A couple of informative talks and one moving story later, we saw a man on stage dressed in black flowing robes, a graduate cap and a tall staff in hand. No sooner than he hit center stage, we saw several others dressed in similar attire surface behind him. There were murmurs of “Rector!” in the audience and the man at the center of the stage banged his staff a couple of times, he got the attention he sought. Then he simply walked off stage along with all the other men, but for one, to take the specially designed seats right in front of the dais. Again, there were exchanged whispers of, “Rector!”. Meanwhile, everyone in the audience was standing up. Expectation and anticipation filled the air, only to meet a woeful anti-climax when the rector simply said, “Please sit down”.

The honorable rector then introduced the first ever inauguration lecture at a TEDx event. Erik Meijer took stage and soon became a trending topic in the Netherlands. Just like that. He adopted a delicate mix of humor with adequate amounts of science to brew a potent potion, he called democratization and shed some light on cloud computing. He gave us some food for thought when he said matter-of-factually, much to the delight of a few people seated to my right, “Humans are the sex organs of technology, THEY need US to reproduce”.

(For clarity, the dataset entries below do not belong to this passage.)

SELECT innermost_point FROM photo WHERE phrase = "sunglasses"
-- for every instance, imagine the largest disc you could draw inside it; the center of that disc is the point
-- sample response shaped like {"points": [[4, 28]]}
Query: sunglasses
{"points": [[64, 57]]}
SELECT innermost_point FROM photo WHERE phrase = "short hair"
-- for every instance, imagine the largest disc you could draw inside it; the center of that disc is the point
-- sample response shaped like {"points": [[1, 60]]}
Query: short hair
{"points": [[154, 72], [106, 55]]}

The uproar with which the TTYPP-iPhone Jam team were welcomed on stage, would have made you think Heath Ledger came back from the dead. I had previously seen a few amazing iPhone Jam videos on YouTube, so I sang the song too. They started sound-checking. They did some more of it. Surely, this wasn’t their idea of a funny jape? No no, doing something as incredible as what they were about to do earned them the right to do all the sound-checking in the world. One of the microphones was being a spoilsport too, sending the seemingly harmonic tones into pitches that spelled evil. No sooner than we began to hear the sporadic bursts of what we could decipher to be “Teee-Teee-Yyyyy-Peeee-Peeee” and I started to feel like I was in a new Star Wars movie, than they appeared to have finished their performance. It was quite apparent how sudden an end it came to, when everyone in the audience started looking at their left and right to see if their friends found it as abrupt as they did! Well that was the TTYPP on the day. I’m sure they would have seen better days and will go on to see many brighter ones. This one however, FORGETTABLE.

When it was Sabine Roeser’s turn, she told the TED audience that “Emotions are a specific form of rationality and they help make concrete decisions and risk judgments”. Some nodded in agreement, some looked on.

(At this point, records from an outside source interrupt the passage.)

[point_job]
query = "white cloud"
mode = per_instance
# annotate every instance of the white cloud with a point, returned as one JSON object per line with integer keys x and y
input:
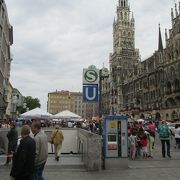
{"x": 55, "y": 40}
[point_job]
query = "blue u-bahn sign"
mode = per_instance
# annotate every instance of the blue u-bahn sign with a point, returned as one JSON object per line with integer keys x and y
{"x": 90, "y": 93}
{"x": 91, "y": 84}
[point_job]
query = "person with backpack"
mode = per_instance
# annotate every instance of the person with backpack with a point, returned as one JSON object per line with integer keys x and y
{"x": 164, "y": 136}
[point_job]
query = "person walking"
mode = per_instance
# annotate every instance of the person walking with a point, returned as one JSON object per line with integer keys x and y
{"x": 164, "y": 136}
{"x": 12, "y": 136}
{"x": 177, "y": 136}
{"x": 57, "y": 139}
{"x": 41, "y": 150}
{"x": 133, "y": 145}
{"x": 24, "y": 157}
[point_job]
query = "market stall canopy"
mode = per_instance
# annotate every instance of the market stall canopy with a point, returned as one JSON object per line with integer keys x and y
{"x": 140, "y": 120}
{"x": 67, "y": 114}
{"x": 36, "y": 113}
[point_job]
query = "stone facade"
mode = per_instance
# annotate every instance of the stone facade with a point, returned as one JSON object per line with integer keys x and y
{"x": 150, "y": 88}
{"x": 6, "y": 40}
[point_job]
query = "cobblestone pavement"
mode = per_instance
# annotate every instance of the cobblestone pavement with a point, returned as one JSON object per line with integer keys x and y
{"x": 71, "y": 168}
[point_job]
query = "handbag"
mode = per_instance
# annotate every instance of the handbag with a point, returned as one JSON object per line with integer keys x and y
{"x": 52, "y": 139}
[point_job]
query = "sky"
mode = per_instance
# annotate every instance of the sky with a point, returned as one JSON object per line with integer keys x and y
{"x": 54, "y": 40}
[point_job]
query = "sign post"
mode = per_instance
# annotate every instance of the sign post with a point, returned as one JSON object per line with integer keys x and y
{"x": 91, "y": 84}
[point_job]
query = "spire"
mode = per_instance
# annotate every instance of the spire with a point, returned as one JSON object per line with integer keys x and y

Lodewijk van der Berg was every bit the wise scientist and endearing astronaut. His cheerful anecdotes kept the spirits high. He talked about, how the scientist ‘ended up’ becoming an astronaut and the risks that came along with it. “Being an astronaut has its risks. I might loose a finger” he said and stirred a swelling appreciative laugh from the attentive listeners. The first ever Dutch-born astronaut had easily reserved the first grand applause of the day, for himself.

If there was one talk that had the entire audience on the edges of their seats, it was that of the famous Kinetic Sculptor and artist, Theo Jansen. His teachers probably told him to think ‘out of the box’ and how well he must have listened, how deftly he adhered! With his baffling theory of how the Great Creator limited himself by choosing protein as the only basis of all creation he won one half of the audience. With the story of how he went against the laws of science and created beasts and dispatched them on beaches he won the other half too. He left everyone in the auditorium pleasantly bewildered when he began to share his ideas on how he created several mechanisms through which the beasts could ‘think and fend for themselves’. When he made one of his giant beasts run in the opposite direction as soon as it sensed water that he held in glass, it was unbelievably overwhelming. I don’t know if Aula ever had so many people clapping so hard before! This was nothing he did not garner before. Theo Jansen, the champion simply smiled and said, “ And I was not finished yet!”. The more I have to say about him, the lesser it seems to be. When he called it a day, he left us with humbling words. “I will quietly die, knowing that they (the beasts) will live on the beaches forever!”. Theo Jansen was not a mere story that afternoon. Theo Jansen was an EPIC! Needless to say he received the only standing ovation of the day when his talk came to an end.

Then came the food and the time to digest one of the most amazing mornings in a long time.